I Didn’t Know My IBD Would Impact My Fertility
I felt like the excitement and joy had been ripped away from me before I’d even decided I was ready for kids.
I sat in a small chair opposite my surgeon when he said three letters that forced me to break down and cry: “IVF.”
I hadn’t gone into the appointment ready to talk about my fertility. I wasn’t expecting it. I’d thought it was just going to be a routine checkup, months after I had my second major surgery.
I was 20 years old and just a few months out of my reversal surgery. For 10 months prior to this, I had lived with a stoma bag after ulcerative colitis, a form of inflammatory bowel disease (IBD), caused my colon to perforate.
After almost a year with the stoma bag, I decided it was time to try out a reversal, and I went under the knife once more to have my small intestine stitched to my rectum, which allowed me to go to the toilet “normally” again.
I knew my life wouldn’t be totally normal after that. I knew that I’d never have a formed bowel movement again. That I’d need to go a lot more than the average person and that I’d struggle with hydration and absorbing nutrients well.
But I didn’t expect the surgery to affect my fertility.
I didn’t know what to think, so I just cried. It was all such a shock for me. I was only 20 and I hadn’t even thought of having children until I was a lot older, and having gone through such life-changing surgery, I felt overwhelmed.
I felt upset for many reasons, but I also felt guilty for being upset. I felt like I had nothing to cry about. Some people aren’t able to have children at all. Some can’t afford IVF, whereas I would have been offered it for free.
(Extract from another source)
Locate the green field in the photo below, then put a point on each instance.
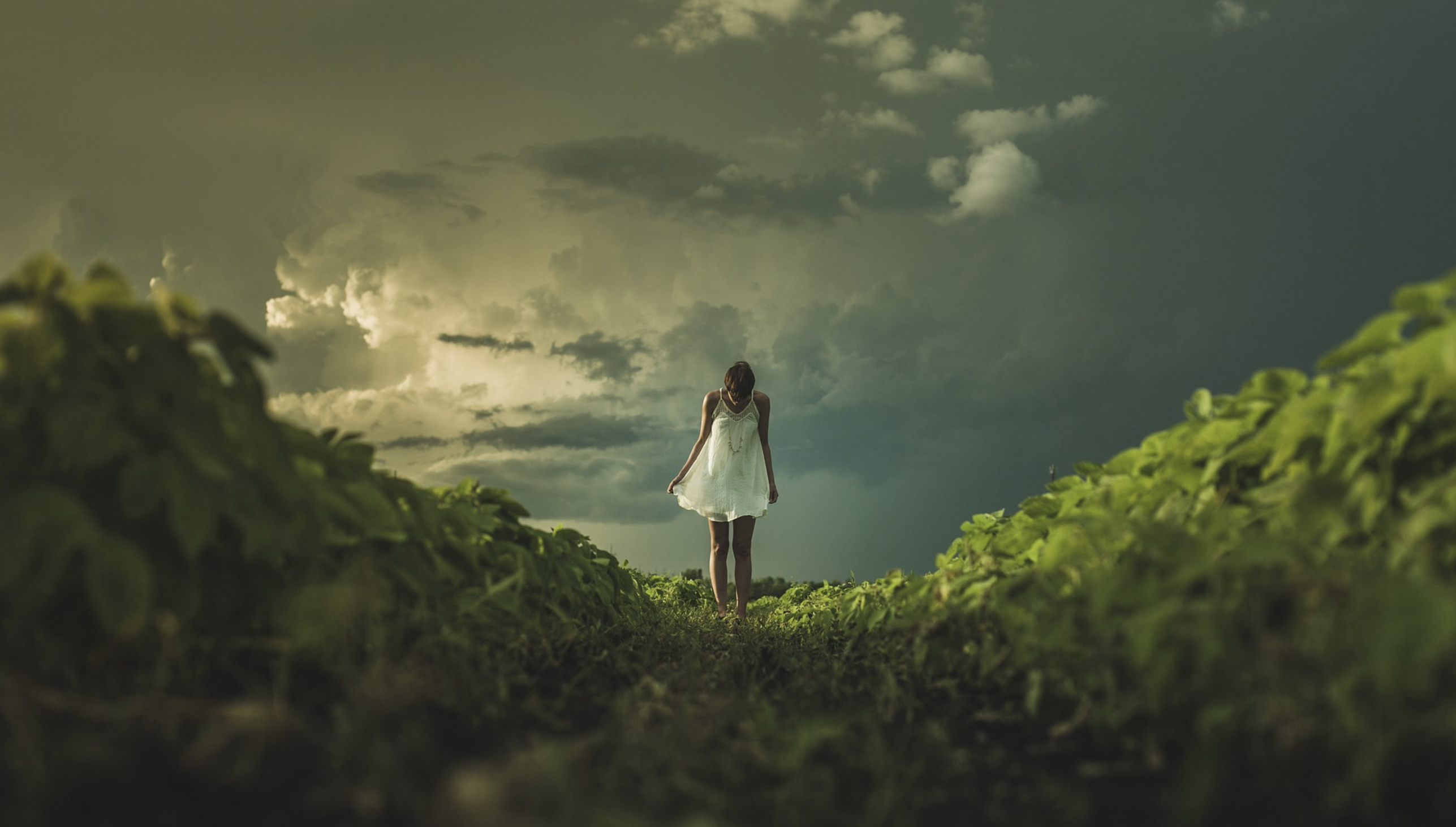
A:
(209, 617)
How could I sit there and cry when I still had an opportunity to conceive, when some couldn’t at all? How was that fair?
Beyond the suffering that comes with any kind of IBD, I’d now undergone two major surgeries. Being told I would have struggles with my fertility felt like yet another hurdle to jump over.
Like many living with a chronic illness, I couldn’t help but dwell on how unfair it all felt. Why was this happening to me? What did I do so wrong that I deserved all of this?
I was also mourning for those exciting times when you try for a baby. I knew it was unlikely that I would ever have that. If I decided to try for a baby, I knew it would be a time filled with stress, upset, doubt, and disappointment.
I was never going to be one of those women who decided to try for a baby and had a great time doing so, just waiting for it to happen.
I’m still accepting and coming to terms with how my surgeries have affected my body and my fertility.I now believe that whatever happens will happen, and what’s not meant to be won’t be.
That way I can’t be too disappointed.